Si querían que la plaza central bajo la cúpula tuviese alguna utilidad, había que poner unos cimientos que desde el fondo hasta la superficie estuvieran compuestos de grava, hormigón, grava, fibra de vidrio, regolito y, por último, tierra tratada. La misma cúpula se haría de láminas dobles de vidrio grueso tratado, para mantener la presión, reducir los rayos ultravioletas y un cierto porcentaje de radiación cósmica. Cuando todo esto estuviera hecho, tendrían un atrio central ajardinado de 10.000 metros cuadrados, un plan en verdad elegante y satisfactorio. Pero a medida que Nadia trabajaba en los diversos aspectos de la estructura, descubrió que se distraía, que tenía el estómago tenso. Maya y Frank ya no se hablaban en sus papeles oficiales, lo que indicaba que su relación privada marchaba muy mal; y Frank tampoco parecía querer hablar con John, lo que era una pena. La relación rota entre Sasha y Yeli se había convertido en una especie de guerra civil entre sus amigos, y el grupo de Hiroko, Iwao, Paul, Ellen, Rya, Gene y Evgenia y los demás, quizá como reacción a todo eso, pasaba los días en el patio interior o en los invernaderos, viviendo juntos allí, más reservados que nunca. Vlad y Úrsula y los demás del equipo médico estaban absortos en la investigación, casi hasta el punto de excluir el trabajo clínico con los colonos, lo que enfurecía a Frank; y los ingenieros genéticos se pasaban todo el tiempo en el parque de remolques reconvertido, en los laboratorios.
Y, sin embargo, Michel Duval se comportaba como si nada fuera anormal, como si él no fuera el psicólogo de la colonia. Pasaba un montón de tiempo viendo la televisión francesa. Cuando Nadia le preguntó por Frank y John, le respondió con una mirada vacía.

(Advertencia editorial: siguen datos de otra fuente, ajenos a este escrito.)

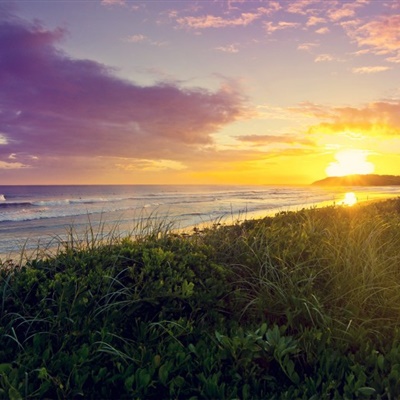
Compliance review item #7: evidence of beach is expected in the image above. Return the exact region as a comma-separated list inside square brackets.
[0, 185, 400, 259]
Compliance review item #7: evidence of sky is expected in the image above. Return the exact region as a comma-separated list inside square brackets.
[0, 0, 400, 185]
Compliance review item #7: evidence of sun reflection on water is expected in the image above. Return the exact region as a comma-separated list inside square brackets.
[342, 192, 357, 206]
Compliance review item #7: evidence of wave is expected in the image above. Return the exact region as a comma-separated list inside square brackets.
[0, 201, 33, 210]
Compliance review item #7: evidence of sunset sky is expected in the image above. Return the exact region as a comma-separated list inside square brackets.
[0, 0, 400, 185]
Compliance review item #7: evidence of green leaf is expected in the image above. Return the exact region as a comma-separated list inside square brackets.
[0, 364, 12, 374]
[158, 364, 169, 385]
[8, 387, 22, 400]
[357, 386, 376, 396]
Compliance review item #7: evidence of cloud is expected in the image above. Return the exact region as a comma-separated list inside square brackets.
[287, 0, 318, 15]
[314, 54, 335, 62]
[308, 101, 400, 137]
[0, 14, 246, 168]
[0, 160, 29, 169]
[306, 15, 326, 26]
[343, 15, 400, 56]
[264, 21, 300, 34]
[315, 26, 330, 35]
[125, 35, 148, 43]
[351, 65, 391, 74]
[215, 44, 239, 53]
[236, 135, 313, 145]
[328, 5, 356, 22]
[176, 13, 262, 29]
[297, 43, 319, 51]
[123, 34, 167, 46]
[101, 0, 126, 6]
[115, 159, 186, 171]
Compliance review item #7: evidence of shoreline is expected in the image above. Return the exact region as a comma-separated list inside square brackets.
[0, 192, 399, 266]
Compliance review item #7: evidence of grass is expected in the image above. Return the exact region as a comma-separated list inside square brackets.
[0, 199, 400, 399]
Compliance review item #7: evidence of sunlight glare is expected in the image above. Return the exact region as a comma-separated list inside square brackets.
[342, 192, 357, 206]
[326, 149, 375, 176]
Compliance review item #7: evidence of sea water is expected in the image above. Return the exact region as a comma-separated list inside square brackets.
[0, 185, 400, 255]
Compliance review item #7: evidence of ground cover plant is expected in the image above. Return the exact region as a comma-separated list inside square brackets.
[0, 199, 400, 399]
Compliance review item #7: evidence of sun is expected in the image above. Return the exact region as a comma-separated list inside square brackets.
[325, 149, 375, 176]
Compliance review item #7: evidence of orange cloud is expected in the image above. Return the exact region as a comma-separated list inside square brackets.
[351, 65, 391, 74]
[343, 15, 400, 55]
[307, 101, 400, 137]
[177, 13, 262, 29]
[264, 21, 300, 33]
[236, 135, 313, 145]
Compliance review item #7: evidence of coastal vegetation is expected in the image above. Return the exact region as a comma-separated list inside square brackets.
[0, 199, 400, 400]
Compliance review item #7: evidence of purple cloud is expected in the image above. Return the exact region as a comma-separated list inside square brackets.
[0, 14, 244, 168]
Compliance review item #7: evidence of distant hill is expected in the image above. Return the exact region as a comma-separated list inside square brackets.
[312, 174, 400, 186]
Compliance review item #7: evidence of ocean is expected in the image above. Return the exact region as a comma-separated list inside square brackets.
[0, 185, 400, 259]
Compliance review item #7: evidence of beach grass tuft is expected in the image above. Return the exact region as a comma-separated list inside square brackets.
[0, 199, 400, 399]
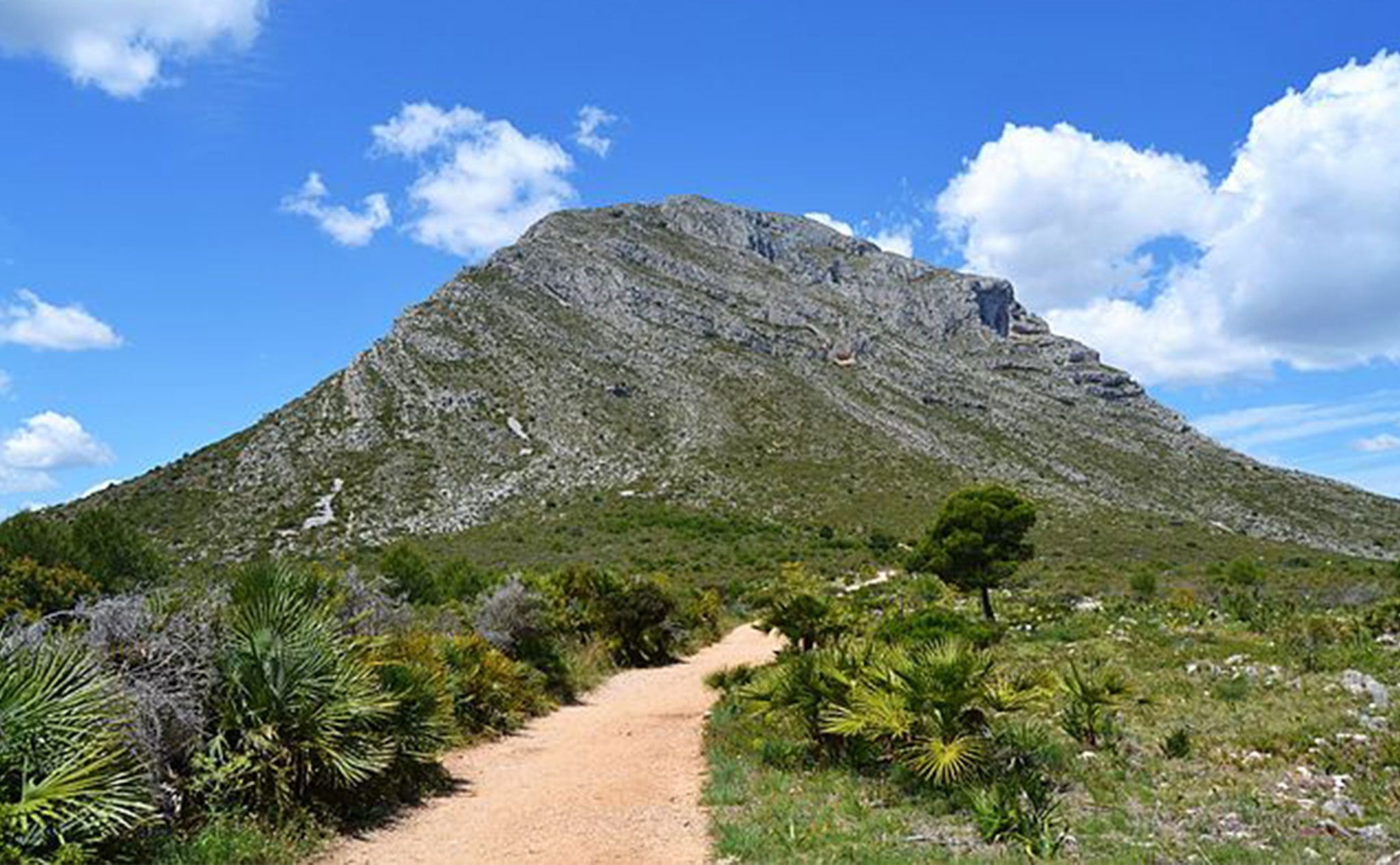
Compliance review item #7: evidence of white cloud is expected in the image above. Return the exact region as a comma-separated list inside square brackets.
[871, 225, 914, 259]
[1194, 391, 1400, 451]
[373, 102, 577, 258]
[79, 478, 122, 498]
[282, 171, 392, 247]
[935, 123, 1209, 310]
[803, 210, 914, 258]
[803, 210, 855, 236]
[0, 411, 112, 471]
[1355, 432, 1400, 454]
[0, 463, 57, 493]
[370, 102, 486, 156]
[935, 53, 1400, 382]
[0, 291, 122, 351]
[0, 0, 267, 96]
[574, 105, 617, 156]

Llevaban en Marte 420 días, y los primeros segundos del nuevo universo habían desaparecido. Ya no se reunían para planificar el trabajo del día siguiente o hablar de lo que hacían. «Estamos demasiado ocupados», contestaban todos a Nadia. «Bueno, es muy complicado explicarlo, ya sabes, te dormirías de aburrimiento. Me sucede a mí.» Y así sucesivamente.
Y entonces, en sus ratos de ocio, veía mentalmente las dunas negras, el hielo blanco, las figuras recortadas contra un cielo crepuscular. Se estremecía y volvía a la realidad con un suspiro. Ann ya había preparado otra expedición y se había marchado, en esta ocasión al sur, a los brazos más septentrionales del gran Valle Marineris, para ver otras maravillas inimaginables. Pero a Nadia la necesitaban en el campamento, sin importar si quería o no estar con Ann en los cañones. Maya se quejó del tiempo que Ann pasaba fuera. «Es evidente que ella y Simón han iniciado algo y disfrutan de una luna de miel mientras nosotros trabajamos aquí como esclavos.» Así era como Maya veía las cosas. Pero Ann estaba en los cañones, y eso era todo lo que hacía falta para que fuera feliz. Si ella y Simón habían comenzado algo personal, sería una extensión natural de todo aquello, y Nadia esperó que fuera verdad, sabía que Simón amaba a Ann, y ella había sentido la presencia de una soledad inmensa en Ann, algo que necesitaba un contacto humano. ¡Ojalá pudiera unirse a ellos otra vez!